The novel's heroine is Esther Summerson, an orphan, who also goes to live with Jarndyce, and narrates much of the novel. Other themes of the book concern Sir Leicester Dedlock and his beautiful wife who hides a shocking secret about an illegitimate child and a long lost love. The machinations of her search for the latter bring her to a grave where she will later die in terrible circumstances brought about by the pursuit of her old lover. Believe me, this is pretty hot stuff.

In its time Bleak House was not very popular despite its panoply of interesting characters. Today, critics generally see it as one of Dickens' best books, never mind its verbosity and mind numbing complexity. Mark Richards, a lawyer and long-standing member of a book club I belong to, has expressed the wish that Bleak House be required reading for law school students. Why, I inquire?

"Well, speaking as a lawyer..." Mark begins. Since Mark is a friend I resist the urge to smart mouth him, but what my non-lawyer mind gleans after his obligatory preface is that the Good lawyer--meaning decent as opposed to sharp--operates as a mediator and avoids dropping automatically into an advocacy role. I suppose the summary phrase is "come let us reason together" and the implicit assumption of Mark's point is that time and money would be saved if we all took a few minutes to talk before suing. In starker terms, the lawyer is "mom" and she should slap the snot out of her little darlings before their problems or behaviors escalate into the public record.

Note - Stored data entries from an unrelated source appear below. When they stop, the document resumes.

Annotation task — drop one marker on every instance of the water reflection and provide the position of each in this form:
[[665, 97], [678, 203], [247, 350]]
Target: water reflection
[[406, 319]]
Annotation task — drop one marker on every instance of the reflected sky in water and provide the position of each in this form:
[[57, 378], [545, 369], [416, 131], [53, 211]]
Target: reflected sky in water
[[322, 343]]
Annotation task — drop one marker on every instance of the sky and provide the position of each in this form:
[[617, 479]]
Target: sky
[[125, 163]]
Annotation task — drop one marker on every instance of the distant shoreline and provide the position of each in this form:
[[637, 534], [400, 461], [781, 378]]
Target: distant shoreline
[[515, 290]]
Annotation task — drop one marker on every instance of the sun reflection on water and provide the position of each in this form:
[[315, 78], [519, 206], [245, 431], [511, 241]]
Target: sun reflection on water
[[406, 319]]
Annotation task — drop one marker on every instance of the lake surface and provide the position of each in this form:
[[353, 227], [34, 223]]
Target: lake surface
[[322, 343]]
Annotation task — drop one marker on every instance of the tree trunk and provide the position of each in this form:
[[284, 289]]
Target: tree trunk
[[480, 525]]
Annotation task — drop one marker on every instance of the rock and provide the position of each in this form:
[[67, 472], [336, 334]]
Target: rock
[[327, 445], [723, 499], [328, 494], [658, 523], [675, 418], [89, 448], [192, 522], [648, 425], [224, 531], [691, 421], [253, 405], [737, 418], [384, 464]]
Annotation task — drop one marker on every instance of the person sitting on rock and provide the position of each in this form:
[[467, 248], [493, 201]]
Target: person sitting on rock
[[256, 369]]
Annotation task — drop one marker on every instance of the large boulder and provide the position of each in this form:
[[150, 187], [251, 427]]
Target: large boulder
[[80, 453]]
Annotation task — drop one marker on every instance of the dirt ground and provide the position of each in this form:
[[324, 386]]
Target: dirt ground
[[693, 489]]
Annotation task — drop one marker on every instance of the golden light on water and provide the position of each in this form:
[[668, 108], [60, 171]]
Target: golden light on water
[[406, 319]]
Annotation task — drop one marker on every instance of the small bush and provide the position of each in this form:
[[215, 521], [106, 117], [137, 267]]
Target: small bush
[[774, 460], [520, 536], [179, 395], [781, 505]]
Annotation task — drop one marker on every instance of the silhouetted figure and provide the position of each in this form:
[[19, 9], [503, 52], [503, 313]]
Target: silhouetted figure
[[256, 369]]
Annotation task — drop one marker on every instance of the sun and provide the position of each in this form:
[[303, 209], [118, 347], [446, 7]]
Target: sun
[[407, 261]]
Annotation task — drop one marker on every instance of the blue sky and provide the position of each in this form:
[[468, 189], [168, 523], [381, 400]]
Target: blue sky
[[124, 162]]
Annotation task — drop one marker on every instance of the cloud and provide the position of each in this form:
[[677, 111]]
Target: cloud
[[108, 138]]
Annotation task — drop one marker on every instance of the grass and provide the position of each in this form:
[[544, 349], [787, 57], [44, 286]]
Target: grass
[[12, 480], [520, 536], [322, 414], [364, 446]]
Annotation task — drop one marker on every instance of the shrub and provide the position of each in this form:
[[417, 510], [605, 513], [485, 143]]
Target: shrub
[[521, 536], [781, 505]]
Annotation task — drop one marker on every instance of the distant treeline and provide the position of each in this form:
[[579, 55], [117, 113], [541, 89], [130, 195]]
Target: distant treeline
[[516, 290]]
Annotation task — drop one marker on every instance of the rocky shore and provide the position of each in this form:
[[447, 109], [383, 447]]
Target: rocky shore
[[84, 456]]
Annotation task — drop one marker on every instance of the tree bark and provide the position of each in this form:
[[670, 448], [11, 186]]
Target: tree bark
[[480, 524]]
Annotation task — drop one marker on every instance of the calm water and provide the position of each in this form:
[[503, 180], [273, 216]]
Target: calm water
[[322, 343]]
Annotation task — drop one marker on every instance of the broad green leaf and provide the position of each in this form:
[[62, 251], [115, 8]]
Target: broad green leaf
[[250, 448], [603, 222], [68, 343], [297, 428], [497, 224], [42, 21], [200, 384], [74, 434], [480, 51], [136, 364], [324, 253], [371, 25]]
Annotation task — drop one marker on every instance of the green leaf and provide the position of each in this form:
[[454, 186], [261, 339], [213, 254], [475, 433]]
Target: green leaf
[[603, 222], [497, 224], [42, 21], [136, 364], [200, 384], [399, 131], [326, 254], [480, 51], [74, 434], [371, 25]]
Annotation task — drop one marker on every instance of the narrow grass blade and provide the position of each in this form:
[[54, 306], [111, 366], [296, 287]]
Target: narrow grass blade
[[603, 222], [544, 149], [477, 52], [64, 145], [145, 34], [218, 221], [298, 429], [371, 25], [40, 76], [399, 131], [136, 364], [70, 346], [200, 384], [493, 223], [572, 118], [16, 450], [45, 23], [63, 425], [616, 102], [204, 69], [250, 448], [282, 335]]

Implicit in Mark's reasoning is that the law should be more than another line of business and that those practicing it ought to be practical philosophers and guardians of the civic and social order...as opposed to the hustlers many of them have become. Yet, people are strange, as Jim Morrison used to sing, and why should lawyers be exempt from the general run of human strangeness and perfidy? If we were better people wouldn't we have better lawyers?

The message of Bleak House is that a lawsuit is the end of reason and not as we presuppose, the beginning of reasoned argument. Speaking strictly as a human being and not as a lawyer I find that a bit sad. Thankfully, Dickens found it funny and wrote a flawed but very human book. You can read all about it at better bookstores everywhere.